When I started my lab in 2008, we knew that humans who have defects in neutrophil functions are extremely susceptible to S. aureus infection. Scientists have known for a hundred years that S. aureus produces toxins that kill neutrophils. It’s a microbe that is extremely potent at killing the main line of defense against infection. The bacteria produce toxins that interact with the plasma membrane and assemble into little mushroom-like pores to poke a hole in the cell.
We identified a molecule that is responsible for the activity of the toxin, and then identified the cellular factors that the toxin uses. We disentangled the contributions of different S. aureus toxins to its pathogenesis. With those discoveries, we reached out to biotech companies to find partners to develop an antibody-based biologic for S. aureus infection, and the company that answered the call was Janssen Biotechnology.
What advances has this collaboration led to so far?
At the end of the first phase of the project, we generated an antibody-based biologic that was very potent at neutralizing S. aureus toxins. We showed that we could engineer them as a new class of toxin inhibitors, and that they work in vitro, ex vivo, and in preclinical animal models of S. aureus infection (1). We finished the second phase of that project, and we’re about to submit those findings for publication.
We’ve now started working with Janssen on vaccine development. We established that these toxins can be engineered as vaccine antigens, and we tested them in mice (2). But S. aureus is a human pathogen, and it produces a large number of virulence factors that are not active in mice. The group at Janssen developed a brand-new preclinical model for Staph aureus: minipigs.
Minipigs are fascinating because they are natural hosts of S. aureus. Minipig immune cells are susceptible to some of our favorite S. aureus toxins, while mice are not. So, for the first time, we established not just a new model of wound infection in the minipig, but also the protective vaccine potential of one of our favorite molecules, which showed remarkable efficacy (3).

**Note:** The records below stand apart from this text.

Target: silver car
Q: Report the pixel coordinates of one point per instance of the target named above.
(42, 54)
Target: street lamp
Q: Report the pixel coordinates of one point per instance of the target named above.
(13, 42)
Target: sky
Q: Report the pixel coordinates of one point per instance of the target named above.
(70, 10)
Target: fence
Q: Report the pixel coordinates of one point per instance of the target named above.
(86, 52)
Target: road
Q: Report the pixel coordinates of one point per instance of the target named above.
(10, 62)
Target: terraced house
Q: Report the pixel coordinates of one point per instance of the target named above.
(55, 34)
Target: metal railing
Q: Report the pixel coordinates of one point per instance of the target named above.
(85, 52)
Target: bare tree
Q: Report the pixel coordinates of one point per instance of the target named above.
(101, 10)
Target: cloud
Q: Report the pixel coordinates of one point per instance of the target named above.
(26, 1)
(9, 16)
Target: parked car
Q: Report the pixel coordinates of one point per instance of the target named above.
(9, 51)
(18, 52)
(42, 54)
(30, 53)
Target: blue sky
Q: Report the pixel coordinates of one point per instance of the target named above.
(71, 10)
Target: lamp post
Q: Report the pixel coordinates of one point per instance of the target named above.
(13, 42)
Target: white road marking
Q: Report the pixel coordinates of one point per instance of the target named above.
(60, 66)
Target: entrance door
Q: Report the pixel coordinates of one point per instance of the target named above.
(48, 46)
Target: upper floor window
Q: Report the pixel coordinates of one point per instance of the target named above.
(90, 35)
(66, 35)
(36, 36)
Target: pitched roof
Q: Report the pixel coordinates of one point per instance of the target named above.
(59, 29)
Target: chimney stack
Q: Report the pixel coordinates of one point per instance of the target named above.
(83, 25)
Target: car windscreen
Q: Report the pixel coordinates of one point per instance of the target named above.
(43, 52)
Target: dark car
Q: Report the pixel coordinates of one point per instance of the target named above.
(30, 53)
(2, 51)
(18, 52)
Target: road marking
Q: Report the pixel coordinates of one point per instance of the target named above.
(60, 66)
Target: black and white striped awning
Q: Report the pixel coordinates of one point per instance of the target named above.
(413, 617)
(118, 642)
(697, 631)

How has the MacArthur Fellowship influenced you as a scientist and mentor?
If you would have asked me 25 years ago if I could see myself being a scientist, running a lab, and getting the MacArthur Fellowship, I would not have predicted this in my wildest dreams. I was a nontraditional student. I am here because a lot of people believed in me. I got an accommodating fellowship when I was an undergraduate even though I failed my first year in college. Somebody took a risk on me and gave me opportunities.
With the MacArthur, I now have an opportunity to provide resources and opportunities to other people in Puerto Rico. There is a need to identify those people who need a break. They may become the next inventors of the most needed vaccines for microbiology.
This interview has been edited and condensed for clarity.
References
- Chan, R. et al. Identification of biologic agents to neutralize the bicomponent leukocidins of Staphylococcus aureus. Sci Transl Med 11, eaat0882 (2019).
- Tam, K. et al. Targeting leukocidin-mediated immune evasion protects mice from Staphylococcus aureus bacteremia. J Exp Med 217, e20190541 (2020).
- Fernandez, J. et al. Vaccination With Detoxified Leukocidin AB Reduces Bacterial Load in a Staphylococcus aureus Minipig Deep Surgical Wound Infection Model. The Journal of Infectious Diseases, jiab 219 (2021).